Hepatoblastoma (HB) and hepatocellular carcinoma (HCC) are two different subtypes of primary tumors arising from liver parenchymal cells. These tumors differ by many histoclinical characteristics, and comparative analysis of genetic alterations in HB and HCC might provide some clues on the molecular oncogenic pathways leading to hepatocyte transformation. Recent outcomes have been provided by the assessment of global genetic changes in tumor cells, using conventional cytogenetic approaches, PCR-based microsatellite analysis and Comparative genomic Hybridization (CGH).

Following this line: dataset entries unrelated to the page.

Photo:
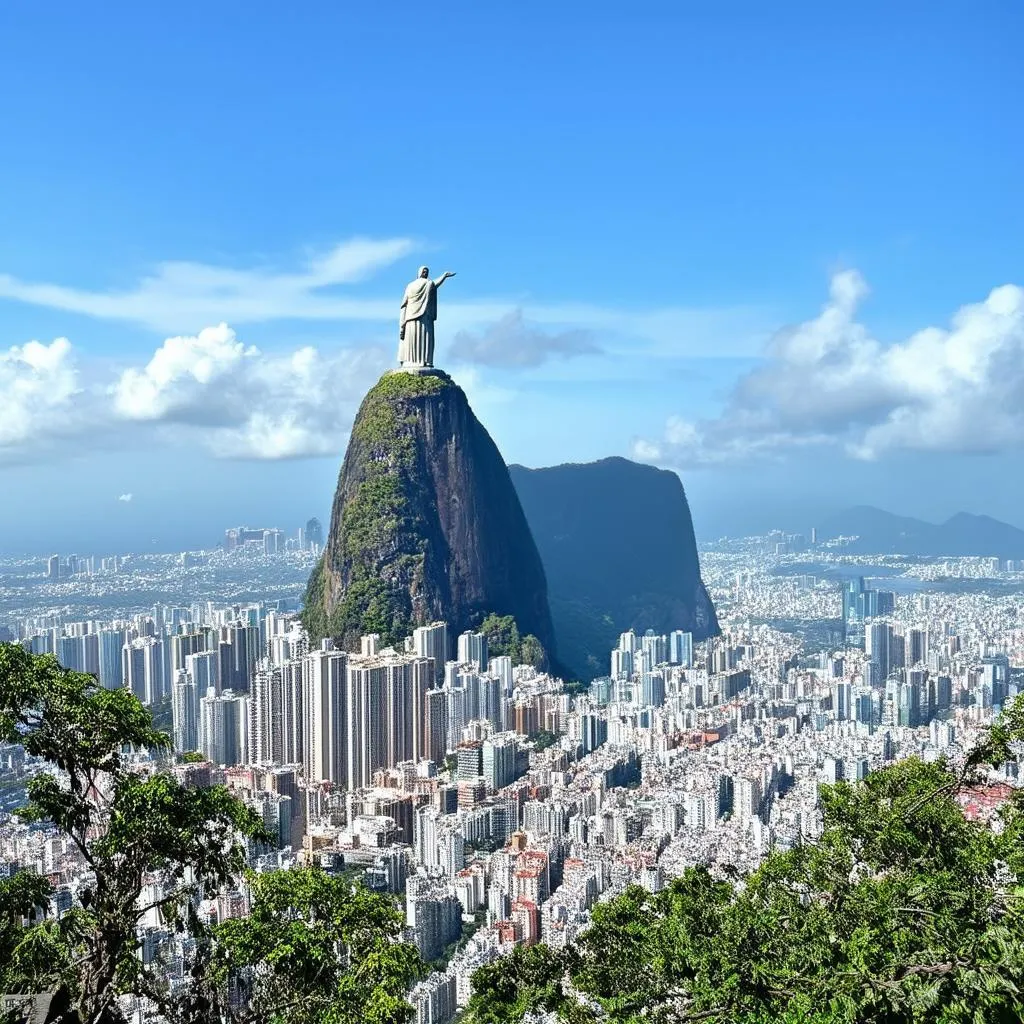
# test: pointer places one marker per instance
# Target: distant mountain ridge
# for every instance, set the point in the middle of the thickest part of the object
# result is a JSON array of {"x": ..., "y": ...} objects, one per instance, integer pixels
[
  {"x": 964, "y": 535},
  {"x": 616, "y": 541}
]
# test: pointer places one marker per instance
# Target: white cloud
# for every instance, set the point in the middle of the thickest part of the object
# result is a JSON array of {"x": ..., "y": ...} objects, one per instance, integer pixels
[
  {"x": 247, "y": 403},
  {"x": 210, "y": 389},
  {"x": 185, "y": 296},
  {"x": 513, "y": 342},
  {"x": 828, "y": 381},
  {"x": 38, "y": 392}
]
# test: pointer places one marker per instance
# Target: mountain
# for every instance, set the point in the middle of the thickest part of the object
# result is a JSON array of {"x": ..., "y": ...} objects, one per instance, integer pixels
[
  {"x": 963, "y": 535},
  {"x": 617, "y": 545},
  {"x": 425, "y": 525}
]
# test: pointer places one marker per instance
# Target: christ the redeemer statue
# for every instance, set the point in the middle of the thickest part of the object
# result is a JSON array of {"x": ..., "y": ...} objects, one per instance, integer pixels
[{"x": 416, "y": 323}]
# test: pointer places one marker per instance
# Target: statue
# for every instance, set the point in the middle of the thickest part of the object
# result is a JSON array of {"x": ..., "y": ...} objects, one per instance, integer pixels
[{"x": 416, "y": 323}]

Cytogenetic studies of HB, microsatellite analysis of HCC and recent CHG data have outlined common and distinctive characters between the two tumor types. HBs are characterized by a low number of chromosomal changes, consisting mainly of gains at chromosomes 1q, 2, 8q, 17q, and 20. By contrast, HCCs harbor multiple chromosomal abnormalities, predominantly losses, with increased chromosomal instability in tumors associated with hepatitis B virus infection. Common alterations in HB and HCC include gain of chromosomes 1q, 8q, and 17q, and loss of 4q. Another important common feature shared by the two tumor types is the frequent activation of Wnt/beta-catenin signaling by stabilizing mutations of beta-catenin. Immunohistochemical analysis of beta-catenin has demonstrated nuclear/cytoplasmic accumulation of the protein in most HBs and in more than one third of HCCs. Strikingly, beta-catenin mutations are associated with chromosomal stability in both tumor types. Together, these studies define different pathways in liver cell transformation, reflecting various developmental stages and multiple risk factors. A detailed understanding of the molecular hits underlying liver tumorigenesis, combined with clinicopathological parameters, will permit an accurate evaluation of major targets for prognostic and therapeutic intervention.